Ce rapport avertit que si la communauté internationale ne prend pas des mesures immédiates, l’émigration forcée pourrait réduire la population chrétienne de la région au cinquième de sa situation d’avant 2014. Cela ferait passer la communauté chrétienne de la catégorie des « vulnérables » à la catégorie critique des « menacés d’extinction ». Avant 2003, les chrétiens étaient 1,5 million et ils seraient, maintenant, autour de 150.000.
Toujours selon l’enquête, 100 % des chrétiens vivant dans la région éprouvent un manque de sécurité et 87 % d’entre eux indiquent même qu’ils le ressentent « beaucoup » ou « considérablement ». Les enquêtes montrent que l’activité violente des milices locales et la possibilité d’un retour de l’État islamique apparaissent comme les principales raisons de cette crainte. 69 % indiquent que c’est la première cause d’une éventuelle migration forcée.
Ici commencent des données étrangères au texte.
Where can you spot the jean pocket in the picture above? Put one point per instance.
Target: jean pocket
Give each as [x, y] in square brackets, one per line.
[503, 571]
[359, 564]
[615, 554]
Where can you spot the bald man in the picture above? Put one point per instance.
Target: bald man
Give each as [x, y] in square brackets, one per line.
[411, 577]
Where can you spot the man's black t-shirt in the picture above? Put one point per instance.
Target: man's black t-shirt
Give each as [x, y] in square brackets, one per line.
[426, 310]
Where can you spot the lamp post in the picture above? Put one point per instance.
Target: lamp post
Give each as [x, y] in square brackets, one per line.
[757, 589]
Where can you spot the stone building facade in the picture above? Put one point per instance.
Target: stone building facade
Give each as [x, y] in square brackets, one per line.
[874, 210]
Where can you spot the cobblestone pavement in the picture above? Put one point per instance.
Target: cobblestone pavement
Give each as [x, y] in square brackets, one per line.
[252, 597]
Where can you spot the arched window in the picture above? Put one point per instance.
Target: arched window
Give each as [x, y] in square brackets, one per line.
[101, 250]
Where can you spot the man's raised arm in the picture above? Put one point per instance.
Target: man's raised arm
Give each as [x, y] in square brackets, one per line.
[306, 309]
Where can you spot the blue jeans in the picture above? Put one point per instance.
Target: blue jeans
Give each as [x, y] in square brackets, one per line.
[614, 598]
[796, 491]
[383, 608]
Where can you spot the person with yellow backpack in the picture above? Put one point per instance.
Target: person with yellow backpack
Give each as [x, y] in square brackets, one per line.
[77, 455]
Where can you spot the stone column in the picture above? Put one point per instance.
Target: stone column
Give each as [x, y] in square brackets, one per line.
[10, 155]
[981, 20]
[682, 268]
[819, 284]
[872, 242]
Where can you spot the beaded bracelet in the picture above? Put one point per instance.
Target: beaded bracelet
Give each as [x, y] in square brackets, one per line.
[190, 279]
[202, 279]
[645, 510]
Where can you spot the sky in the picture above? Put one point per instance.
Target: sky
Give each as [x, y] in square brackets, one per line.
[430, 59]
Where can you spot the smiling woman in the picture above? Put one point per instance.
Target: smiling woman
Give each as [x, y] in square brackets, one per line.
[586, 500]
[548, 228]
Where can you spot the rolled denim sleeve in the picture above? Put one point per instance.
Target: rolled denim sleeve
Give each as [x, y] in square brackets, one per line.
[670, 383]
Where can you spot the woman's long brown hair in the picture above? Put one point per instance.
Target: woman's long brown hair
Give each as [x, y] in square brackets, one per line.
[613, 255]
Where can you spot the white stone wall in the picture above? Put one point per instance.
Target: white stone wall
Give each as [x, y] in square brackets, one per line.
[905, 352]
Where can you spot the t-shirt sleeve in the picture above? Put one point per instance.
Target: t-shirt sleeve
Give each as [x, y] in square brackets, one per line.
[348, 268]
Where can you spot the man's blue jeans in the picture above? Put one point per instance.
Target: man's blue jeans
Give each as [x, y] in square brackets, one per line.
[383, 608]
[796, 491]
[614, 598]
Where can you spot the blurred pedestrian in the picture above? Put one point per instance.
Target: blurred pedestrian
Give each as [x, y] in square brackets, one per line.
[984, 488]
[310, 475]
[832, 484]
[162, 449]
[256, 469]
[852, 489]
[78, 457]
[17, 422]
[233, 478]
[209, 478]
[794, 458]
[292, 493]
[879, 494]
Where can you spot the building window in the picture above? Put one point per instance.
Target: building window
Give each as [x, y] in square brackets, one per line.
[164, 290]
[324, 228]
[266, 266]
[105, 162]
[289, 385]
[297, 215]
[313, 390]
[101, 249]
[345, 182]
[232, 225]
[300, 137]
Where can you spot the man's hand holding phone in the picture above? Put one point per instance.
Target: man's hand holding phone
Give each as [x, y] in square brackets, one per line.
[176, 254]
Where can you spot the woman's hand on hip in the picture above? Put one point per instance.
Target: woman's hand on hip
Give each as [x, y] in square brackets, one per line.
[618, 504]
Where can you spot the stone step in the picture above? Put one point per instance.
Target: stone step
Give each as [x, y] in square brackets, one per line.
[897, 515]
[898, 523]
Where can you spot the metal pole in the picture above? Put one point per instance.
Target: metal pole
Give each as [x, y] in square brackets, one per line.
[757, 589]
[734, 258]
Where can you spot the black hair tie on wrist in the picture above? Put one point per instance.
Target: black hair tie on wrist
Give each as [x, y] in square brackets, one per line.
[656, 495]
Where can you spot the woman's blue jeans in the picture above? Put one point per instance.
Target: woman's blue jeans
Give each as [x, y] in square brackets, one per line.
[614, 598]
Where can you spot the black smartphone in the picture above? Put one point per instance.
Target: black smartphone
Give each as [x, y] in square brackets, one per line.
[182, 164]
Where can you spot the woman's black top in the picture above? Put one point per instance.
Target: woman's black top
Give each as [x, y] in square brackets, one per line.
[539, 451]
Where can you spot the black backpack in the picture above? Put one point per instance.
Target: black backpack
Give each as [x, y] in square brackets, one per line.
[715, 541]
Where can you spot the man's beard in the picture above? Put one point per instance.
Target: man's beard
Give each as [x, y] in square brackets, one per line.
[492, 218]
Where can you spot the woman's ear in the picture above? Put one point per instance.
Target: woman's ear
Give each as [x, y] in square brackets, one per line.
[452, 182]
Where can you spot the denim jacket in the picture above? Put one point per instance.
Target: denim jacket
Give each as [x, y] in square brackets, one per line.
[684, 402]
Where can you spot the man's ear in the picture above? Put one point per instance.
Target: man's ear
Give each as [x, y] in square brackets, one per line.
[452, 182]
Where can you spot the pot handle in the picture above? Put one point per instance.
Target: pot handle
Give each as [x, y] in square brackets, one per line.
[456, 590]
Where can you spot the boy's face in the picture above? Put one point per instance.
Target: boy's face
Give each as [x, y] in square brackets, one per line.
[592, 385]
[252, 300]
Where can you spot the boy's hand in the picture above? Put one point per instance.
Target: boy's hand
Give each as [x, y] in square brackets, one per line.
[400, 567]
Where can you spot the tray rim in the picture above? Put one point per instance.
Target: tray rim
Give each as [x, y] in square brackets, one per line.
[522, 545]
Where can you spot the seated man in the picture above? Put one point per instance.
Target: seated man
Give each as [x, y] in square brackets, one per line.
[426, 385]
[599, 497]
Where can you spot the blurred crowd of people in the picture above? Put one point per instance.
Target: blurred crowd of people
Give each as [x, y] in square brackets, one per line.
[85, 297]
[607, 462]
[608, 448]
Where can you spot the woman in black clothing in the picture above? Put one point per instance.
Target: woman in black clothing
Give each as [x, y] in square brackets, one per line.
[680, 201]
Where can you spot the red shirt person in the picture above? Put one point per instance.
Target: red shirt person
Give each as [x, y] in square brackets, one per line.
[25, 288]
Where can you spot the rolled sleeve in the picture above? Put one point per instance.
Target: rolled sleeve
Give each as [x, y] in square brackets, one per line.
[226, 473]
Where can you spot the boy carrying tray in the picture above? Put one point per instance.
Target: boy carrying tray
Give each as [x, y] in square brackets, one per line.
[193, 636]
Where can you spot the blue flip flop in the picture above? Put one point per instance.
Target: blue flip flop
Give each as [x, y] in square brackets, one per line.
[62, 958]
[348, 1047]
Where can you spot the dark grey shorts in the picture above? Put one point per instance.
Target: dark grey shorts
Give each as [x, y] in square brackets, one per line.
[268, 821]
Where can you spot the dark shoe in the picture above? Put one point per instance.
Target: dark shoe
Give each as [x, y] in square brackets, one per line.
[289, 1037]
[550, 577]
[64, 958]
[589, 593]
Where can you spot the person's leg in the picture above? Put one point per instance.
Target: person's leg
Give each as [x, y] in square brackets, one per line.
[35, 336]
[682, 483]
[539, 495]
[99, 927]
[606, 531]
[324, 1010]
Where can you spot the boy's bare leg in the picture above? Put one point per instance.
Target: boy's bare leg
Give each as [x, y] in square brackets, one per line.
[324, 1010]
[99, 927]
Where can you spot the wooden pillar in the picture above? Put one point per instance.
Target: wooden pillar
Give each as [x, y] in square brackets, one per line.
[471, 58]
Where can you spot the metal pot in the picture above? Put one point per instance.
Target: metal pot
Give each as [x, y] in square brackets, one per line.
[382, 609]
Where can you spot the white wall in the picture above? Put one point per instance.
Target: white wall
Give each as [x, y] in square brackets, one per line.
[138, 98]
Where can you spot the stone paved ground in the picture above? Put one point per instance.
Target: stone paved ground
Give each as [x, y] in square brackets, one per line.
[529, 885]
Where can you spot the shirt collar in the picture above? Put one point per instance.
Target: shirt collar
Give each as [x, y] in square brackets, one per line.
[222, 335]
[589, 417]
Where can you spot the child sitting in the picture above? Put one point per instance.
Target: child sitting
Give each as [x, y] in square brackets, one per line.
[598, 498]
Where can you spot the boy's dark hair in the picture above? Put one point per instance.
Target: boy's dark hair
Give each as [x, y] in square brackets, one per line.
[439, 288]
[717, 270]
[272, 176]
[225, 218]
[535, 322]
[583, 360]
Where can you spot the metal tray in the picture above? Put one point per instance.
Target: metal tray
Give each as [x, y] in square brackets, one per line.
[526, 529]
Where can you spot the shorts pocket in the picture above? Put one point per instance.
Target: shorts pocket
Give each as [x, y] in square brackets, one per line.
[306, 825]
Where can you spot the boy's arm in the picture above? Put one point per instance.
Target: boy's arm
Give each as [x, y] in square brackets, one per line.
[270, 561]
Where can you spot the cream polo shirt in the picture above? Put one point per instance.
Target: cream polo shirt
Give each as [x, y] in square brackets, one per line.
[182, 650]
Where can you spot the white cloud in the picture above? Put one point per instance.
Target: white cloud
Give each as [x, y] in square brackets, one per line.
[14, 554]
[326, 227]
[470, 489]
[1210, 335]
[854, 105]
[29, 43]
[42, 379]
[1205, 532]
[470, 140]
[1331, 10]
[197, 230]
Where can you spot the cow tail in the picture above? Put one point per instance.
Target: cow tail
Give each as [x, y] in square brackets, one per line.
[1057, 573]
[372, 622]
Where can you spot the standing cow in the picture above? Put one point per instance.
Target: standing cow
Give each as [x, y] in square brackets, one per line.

Outre l’insécurité, les chrétiens avancent le manque de perspective d’emploi et de développement économique (70 %), la corruption financière et administrative (51 %) et la discrimination religieuse (39 %) qu’ils ressentent au niveau social, comme les défis actuels qui continuent de pousser les chrétiens à migrer. Les différends entre le gouvernement central de Bagdad et le gouvernement régional du Kurdistan, notables dans certaines zones à majorité chrétienne, renforcent le sentiment d’insécurité.
Une note positive, malgré cela. En 2016, seulement 3,3 % des chrétiens de la plaine de Ninive avaient l’espoir de retourner dans leurs villes et villages, en raison de problèmes de sécurité et du manque de logements. « Aujourd’hui, 36,2 % des chrétiens sont revenus », affirme le père Halemba.
Cet équilibre positif, selon lui, est dû au plan de reconstruction à long terme que l’AED a lancé au début de 2017 pour s’attaquer, avec d’autres organisations, à la réhabilitation des maisons chrétiennes dévastées dans la plaine de Ninive. La fondation internationale a contribué à hauteur de 6,5 millions d’euros pour la reconstruction de 35 % des maisons, soit un total de 2.860 maisons dans six villes et villages.
Outre les mesures favorisant le développement économique, le responsable des projets de l’AED au Moyen-Orient appelle à « une représentation permanente des chrétiens au sein des autorités nationales et locales pour assurer la défense de leurs droits fondamentaux, en particulier le droit à l’égalité de citoyenneté », ce qui n’est pas le cas aujourd’hui.